Involvement of thyroid hormones in the expression of MHC class I antigens during ontogeny in Xenopus.


The major histocompatibility complex (MHC) is a cluster of genes encoding products central to all major functions of the vertebrate immune system. Evidence for an MHC can be found in all vertebrate groups that have been examined except the jawless fishes.
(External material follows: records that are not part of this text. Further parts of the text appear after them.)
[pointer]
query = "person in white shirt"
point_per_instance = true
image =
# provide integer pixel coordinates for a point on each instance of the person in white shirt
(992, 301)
Expression of MHC class I and class II antigens early in ontogeny is critically important for development of T lymphocytes capable of discriminating self from nonself. Because of this essential role in T-cell development, the ontogeny of MHC expression in the South African clawed frog, Xenopus laevis, was studied. Previous studies of MHC class I expression in Xenopus laevis suggested that class I antigens are virtually absent from tadpole tissues until climax of metamorphosis. We therefore examined the possible role of thyroid hormones (TH) in the induction of class I. By flow cytometry, a small amount of class I expression was detectable on splenocytes and erythrocytes in untreated frogs at prometamorphic stages 55-58, and the amount increased significantly at the conclusion of metamorphic climax. Thus, metamorphosis is associated with increased intensity of class I expression. Neither inhibition nor acceleration of metamorphosis altered the timing of onset of class I expression. However, inhibition of metamorphosis prevented the increase in class I expression characteristic of adult cell populations. Because expression was not accelerated in TH-treated frogs or delayed in metamorphosis-inhibited frogs, it is unlikely that TH are the direct developmental cues that induce expression, although they seem to be required for the upregulation of class I expression occurring at metamorphosis. Differences in the pattern of expression in different sub-populations of cells suggest a complex pattern of regulation of expression of class I antigens during ontogeny.